Victorian Poetry

This is a Victorian poem which I have transcribed from a 19th century handwritten album.

An amanuensis, a person who writes from dictation or copies manuscript; a literary assistant. Wouldn't it be marvelous to have such a person! But I do all my own manual tasks, and transcription takes time. So on this page I have given an example of some poetry I am transcribing.

I know who the author was, and am working on transcribing the rest of the album. The poet lived in Lincolnshire, England. She was a contemporary of Alfred Lord Tennyson, and some of her family if not the poet herself were friends of the Tennyson family. The poet lived only a few miles from Somersby, the Tennyson family home.

See if you can spot any Tennyson influence in this poem.


I love to see the sunset paint
The clouds with crimson and with gold,
I love to see the light grow faint
On winter evenings bleak and cold
When sitting by the fire I gaze
Upon the ever deep'ning gloom,
And watch the ruddy cheerful blaze
Illumining the dusky room.

But still the hour I love the best
Is when the busy day is past,
And all the house-hold are at rest,
My door secured and bolted fast; -
Then in the stillness of the night
I sit alone, my thoughts are free,
And by my solitary light
I can indulge in reverie.

There is no sound within the house
Which can my distant thoughts recall
Unless I hear a lively mouse
Which scampers nimbly in the wall
Or in the hearth raw and cold
The crackling of my friendly fire
Which to my fancy oft has told
A tale of which I never tire

But when the night is dark and wet
I hear the sobbing of the rain,
Which comes with heavy drops to fret
And break against my window pane;
And often when I sit alone,
The troubled winds are fleeting by,
And in their sad fascinating moan
I find the echo of my life.

1861 April


And here is an extract from a long poem called "The Wreck"
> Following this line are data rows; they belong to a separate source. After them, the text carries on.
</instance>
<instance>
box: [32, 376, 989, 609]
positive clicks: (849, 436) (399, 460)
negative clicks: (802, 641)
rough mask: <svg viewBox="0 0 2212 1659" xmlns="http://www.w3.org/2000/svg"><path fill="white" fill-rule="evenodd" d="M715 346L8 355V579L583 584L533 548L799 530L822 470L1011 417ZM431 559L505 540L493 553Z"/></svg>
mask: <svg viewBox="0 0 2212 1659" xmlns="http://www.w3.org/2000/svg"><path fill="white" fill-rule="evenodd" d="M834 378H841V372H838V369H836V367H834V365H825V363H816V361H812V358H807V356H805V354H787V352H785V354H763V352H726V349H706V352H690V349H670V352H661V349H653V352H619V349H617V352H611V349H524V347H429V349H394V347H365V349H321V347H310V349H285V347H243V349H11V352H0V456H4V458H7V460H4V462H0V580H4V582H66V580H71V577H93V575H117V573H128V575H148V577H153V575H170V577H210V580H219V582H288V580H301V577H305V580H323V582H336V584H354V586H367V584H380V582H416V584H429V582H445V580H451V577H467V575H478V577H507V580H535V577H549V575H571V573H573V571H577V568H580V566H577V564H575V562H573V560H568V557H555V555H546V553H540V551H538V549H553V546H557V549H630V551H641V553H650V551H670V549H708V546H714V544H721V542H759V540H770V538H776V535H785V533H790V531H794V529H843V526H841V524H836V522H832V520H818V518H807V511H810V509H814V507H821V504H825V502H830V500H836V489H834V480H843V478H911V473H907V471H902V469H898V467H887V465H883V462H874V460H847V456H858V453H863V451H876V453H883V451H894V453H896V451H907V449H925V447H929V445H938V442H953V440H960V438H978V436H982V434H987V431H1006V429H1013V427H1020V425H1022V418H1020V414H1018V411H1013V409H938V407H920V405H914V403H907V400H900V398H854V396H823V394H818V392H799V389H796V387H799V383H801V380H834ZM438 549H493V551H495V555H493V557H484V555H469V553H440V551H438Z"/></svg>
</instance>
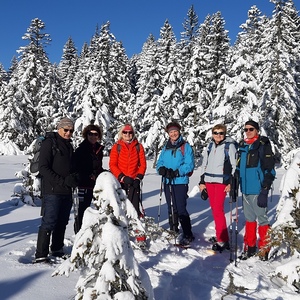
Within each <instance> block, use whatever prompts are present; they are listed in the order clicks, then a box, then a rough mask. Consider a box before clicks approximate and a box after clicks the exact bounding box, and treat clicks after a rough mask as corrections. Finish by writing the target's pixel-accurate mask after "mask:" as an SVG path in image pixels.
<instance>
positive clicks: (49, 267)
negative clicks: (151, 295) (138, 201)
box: [0, 156, 299, 300]
mask: <svg viewBox="0 0 300 300" xmlns="http://www.w3.org/2000/svg"><path fill="white" fill-rule="evenodd" d="M24 162H26V157H25V156H1V157H0V165H1V171H0V172H1V181H0V182H1V185H0V214H1V224H0V236H1V239H0V250H1V256H0V265H1V267H2V270H4V271H2V272H1V273H0V283H1V284H0V287H1V299H10V300H15V299H44V300H53V299H72V297H74V295H75V284H76V282H77V280H78V278H79V272H78V271H75V272H72V273H71V274H70V276H69V277H65V276H56V277H51V274H52V273H53V272H54V271H55V269H56V268H57V267H58V265H55V266H49V265H32V264H31V263H30V262H31V259H32V258H33V255H34V252H35V246H36V239H37V231H38V226H39V224H40V208H39V207H32V206H28V205H19V206H12V203H15V202H12V201H8V200H10V197H11V194H12V191H13V187H14V185H15V184H16V183H17V182H18V181H19V180H18V179H16V178H15V177H14V173H15V172H16V171H19V170H21V169H22V168H23V166H22V163H24ZM104 166H105V167H106V166H107V158H105V164H104ZM151 166H152V162H150V161H149V162H148V170H147V174H146V176H145V179H144V185H143V204H144V208H145V210H146V214H147V216H149V217H154V218H155V220H156V219H157V214H158V204H159V193H160V177H159V176H158V175H157V174H156V172H155V170H154V169H152V167H151ZM284 173H285V170H283V169H279V170H277V178H276V181H275V188H274V192H273V196H272V198H271V199H269V201H270V202H269V216H270V221H271V224H273V223H274V222H275V215H276V205H277V203H278V201H279V198H280V195H279V185H280V181H281V178H282V176H283V174H284ZM198 180H199V170H195V172H194V174H193V176H192V177H191V184H190V190H192V189H193V187H194V186H195V185H197V183H198ZM238 204H239V205H238V208H239V210H238V236H237V238H238V252H239V253H240V252H241V248H242V242H243V232H244V231H243V226H244V216H243V213H242V207H241V199H240V198H239V202H238ZM229 208H230V207H229V203H228V201H226V207H225V211H226V216H227V220H228V223H229V219H230V209H229ZM188 210H189V212H190V214H191V220H192V226H193V232H194V234H195V236H196V240H195V243H194V246H193V247H192V248H191V249H188V250H182V249H178V248H175V247H174V246H172V244H173V243H172V241H168V240H167V239H166V238H165V236H164V235H158V236H157V239H156V240H155V241H151V242H150V244H149V245H150V247H149V252H143V251H141V250H138V249H134V253H135V257H136V259H137V260H138V262H139V263H140V265H141V266H142V267H144V268H145V269H146V270H147V272H148V274H149V276H150V279H151V283H152V287H153V291H154V296H155V299H156V300H162V299H164V300H168V299H170V300H171V299H172V300H182V299H187V300H199V299H204V300H205V299H227V300H229V299H230V300H231V299H299V294H298V293H297V292H296V289H295V288H294V287H293V286H292V285H290V284H286V283H285V282H284V281H283V280H280V279H278V278H277V277H273V276H272V275H273V274H274V272H275V270H276V268H278V267H280V266H281V265H282V264H284V263H287V262H288V261H290V259H283V258H277V259H271V260H269V261H268V262H262V261H260V260H259V259H258V258H257V257H253V258H250V259H249V260H247V261H241V262H239V261H238V262H237V265H236V266H235V264H234V263H230V261H229V258H230V253H229V252H223V253H218V254H213V253H212V252H211V251H210V247H211V244H210V243H209V242H208V241H207V240H208V238H209V237H211V236H213V235H214V225H213V222H212V216H211V212H210V209H209V203H208V201H203V200H201V198H200V196H199V194H196V195H195V196H194V197H191V198H190V199H189V200H188ZM160 225H162V226H163V227H165V228H167V210H166V204H165V200H164V197H162V205H161V216H160ZM73 241H74V233H73V214H71V217H70V222H69V225H68V227H67V232H66V240H65V244H66V249H65V250H66V251H68V252H69V253H70V252H71V247H72V244H73Z"/></svg>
A lonely wanderer stands upon the shore
And gazes on the sea with aching heart;
It is a spot he often seeks to smile
Upon the goodly vessel that went down
In former years, when the mad waves were lash'd
To fury by fierce winds, and when the shriek
Of wild despair was heard as on the rocks
The pitiful black rocks, the timbers crack'd,
And in the darkness of that strange night
The strong and gallant ship was wrecked & lost
And sunk to rise no more. Who that has liv'd
To see the wreck of all his cherish'd hopes
Knows not the fascination sad and strange
Which hovers o'er the mem'ry of the past,
And leads us to recall each link which binds
Its days together, though we contemplate
With agony renewed the bitter loss
Which filled our life with darkness. Grief & pain
Are mighty conquerors & they never yield
A citadel once won until its walls
Are razed by death, but ever in the heart
They rule when they have gain’d admittance there.